If you are looking for a quality replacement window contractor, there are a few necessary and important steps you need to take. Finding a replacement window contractor can be as easy as a quick online search. But how do you know about the quality of their work and if they’re the right contractor for you? Searching online is a good start (as is asking for references from friends and family), but it is the first step. You need to do your due diligence and ask your potential replacement window contractor a range of questions to vet their credentials and capabilities. In this article, you will learn the seven important questions to ask a replacement window contractor before signing on the dotted line below.
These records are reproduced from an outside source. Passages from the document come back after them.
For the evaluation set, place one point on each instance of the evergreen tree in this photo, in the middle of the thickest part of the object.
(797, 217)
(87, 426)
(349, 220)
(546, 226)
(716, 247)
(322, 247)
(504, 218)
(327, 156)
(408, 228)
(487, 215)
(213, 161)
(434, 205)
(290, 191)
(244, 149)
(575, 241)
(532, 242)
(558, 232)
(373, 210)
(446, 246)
1. How Long Have You Been in Business?
Generally speaking, the longer a replacement window contractor has been in business, the better. Now that is not to say someone who has only been in business a few years cannot be good, but the longer a business has been around the more experience they will have.
2. Are You Licensed?
Not all US states require replacement window contractors to be licensed, so do not skip this question. A contractor might say they have a business license, but this is just a tax requirement and not actually relevant to their competency in replacing windows. That is why you need to make sure they are a licensed contractor, as their credentials show their level of knowledge, professionalism and dedication to the industry.
3. Can I Have References?
As with most things, references from past clients are incredibly important. It is actually one of the best and most honest ways to vet a window replacement contractor. If a contractor says no, or has no references to provide, take this as a red flag. Otherwise, ask for a list of their most recent clients and call several from the list and ask what they thought about the contractor, how happy they are with their work, and so on. You should also ask the contractor for photos of recently completed work so you can see the quality of their work.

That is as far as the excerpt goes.